Stockholm (NordSIP) – Despite recent private and public pledges to fight climate change, a new report by the International Energy Agency (IEA) argues the commitments still fall short of the measures needed to achieve net-zero CO2 emissions by 2050 and stop global temperatures from rising to 1.5 °C above pre-industrial levels.
Given this failure, the report provides a roadmap to a net-zero energy system by 2050 that ensures stable and affordable energy supplies while examining key uncertainties, such as the roles of bioenergy, carbon capture and behavioural changes in reaching net zero.
“Our Roadmap shows the priority actions that are needed today to ensure the opportunity of net-zero emissions by 2050 – narrow but still achievable – is not lost. The scale and speed of the efforts demanded by this critical and formidable goal – our best chance of tackling climate change and limiting global warming to 1.5 °C – make this perhaps the greatest challenge humankind has ever faced,” said Fatih Birol, the IEA Executive Director. “The IEA’s pathway to this brighter future brings a historic surge in clean energy investment that creates millions of new jobs and lifts global economic growth. Moving the world onto that pathway requires strong and credible policy actions from governments, underpinned by much greater international cooperation.”
The Net‐Zero Emissions Scenario
The Net‐Zero Emissions (NZE) by 2050 Scenario builds on the IEA’s energy modelling tools and expertise and sets out more than 400 milestones to guide the global journey to 2050 net-zero emissions.
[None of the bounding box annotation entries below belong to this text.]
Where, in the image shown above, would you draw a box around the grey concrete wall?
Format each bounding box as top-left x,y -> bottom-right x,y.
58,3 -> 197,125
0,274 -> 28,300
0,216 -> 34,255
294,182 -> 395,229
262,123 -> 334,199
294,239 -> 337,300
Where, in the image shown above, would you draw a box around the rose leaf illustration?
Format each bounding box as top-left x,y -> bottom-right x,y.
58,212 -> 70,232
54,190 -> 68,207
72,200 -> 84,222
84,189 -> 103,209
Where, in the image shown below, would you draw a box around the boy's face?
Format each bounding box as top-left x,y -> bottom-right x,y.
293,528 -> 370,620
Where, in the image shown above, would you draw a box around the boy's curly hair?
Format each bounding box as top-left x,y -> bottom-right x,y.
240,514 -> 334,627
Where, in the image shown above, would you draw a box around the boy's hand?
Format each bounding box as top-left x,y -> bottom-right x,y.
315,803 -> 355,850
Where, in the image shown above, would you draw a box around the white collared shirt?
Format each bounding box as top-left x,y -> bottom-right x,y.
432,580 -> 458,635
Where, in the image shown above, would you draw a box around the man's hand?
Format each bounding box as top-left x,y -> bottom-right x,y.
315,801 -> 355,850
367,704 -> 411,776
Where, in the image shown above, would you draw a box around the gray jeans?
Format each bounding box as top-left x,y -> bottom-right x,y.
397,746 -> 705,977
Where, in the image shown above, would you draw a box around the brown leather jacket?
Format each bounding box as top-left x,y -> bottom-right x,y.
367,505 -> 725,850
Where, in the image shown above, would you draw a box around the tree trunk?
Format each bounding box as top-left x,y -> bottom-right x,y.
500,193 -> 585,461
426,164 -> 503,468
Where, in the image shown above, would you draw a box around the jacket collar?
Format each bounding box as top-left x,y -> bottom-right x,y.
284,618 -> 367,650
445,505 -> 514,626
These include the end of new internal combustion engine passenger cars sales by 2035 and a net-zero emissions global electricity sector by 2040. According to the NZE, by 2050, global energy demand is around 8% smaller than today, but it serves an economy more than twice as big and a population with 2 billion more people. Almost 90% of electricity generation comes from renewable sources, with wind and solar PV together accounting for almost 70%. Most of the remainder comes from nuclear power. Solar is the world’s single largest source of total energy supply.
“The pathway laid out in our Roadmap is global in scope, but each country will need to design its own strategy, taking into account its own specific circumstances,” Birol adds. “Plans need to reflect countries’ differing stages of economic development: in our pathway, advanced economies reach net zero before developing economies. The IEA stands ready to support governments in preparing their own national and regional roadmaps, to provide guidance and assistance in implementing them, and to promote international cooperation on accelerating the energy transition worldwide.”
“I welcome this report, which sets out a clear roadmap to net-zero emissions and shares many of the priorities we have set as the incoming COP Presidency – that we must act now to scale up clean technologies in all sectors and phase out both coal power and polluting vehicles in the coming decade,” said COP26 President-Designate Alok Sharma. “I am encouraged that it underlines the great value of international collaboration, without which the transition to global net zero could be delayed by decades. Our first goal for the UK as COP26 Presidency is to put the world on a path to driving down emissions, until they reach net zero by the middle of this century.”
Disruption and the Reform
The IEA report also highlights the significant reduction in oil and natural gas production consistent with the NZE scenario also has the potential to be disruptive. With the decrease in energy demand, the global share of fossil fuels in the energy mix is expected to fall from almost 80% of the total energy supply today to 20% by 2050. The dominance of renewable energy and the climate mitigation policy commitments will lead to the exploitation of no new oil and natural gas fields. Consequently, supply will become increasingly concentrated in a small number of low-cost producers.
These changes in the energy market will have significant implications for the countries and companies dependent on fossil fuels. Although OPEC’s share of a much-reduced global oil supply grows from around 37% in recent years to 52% in 2050, annual per capita income from oil and natural gas in producer economies falls by about 75% by the 2030s. The report notes that this “could have knock‐on societal effects. Structural reforms and new sources of revenue are needed, even though these are unlikely to compensate fully for the drop in oil and gas income.”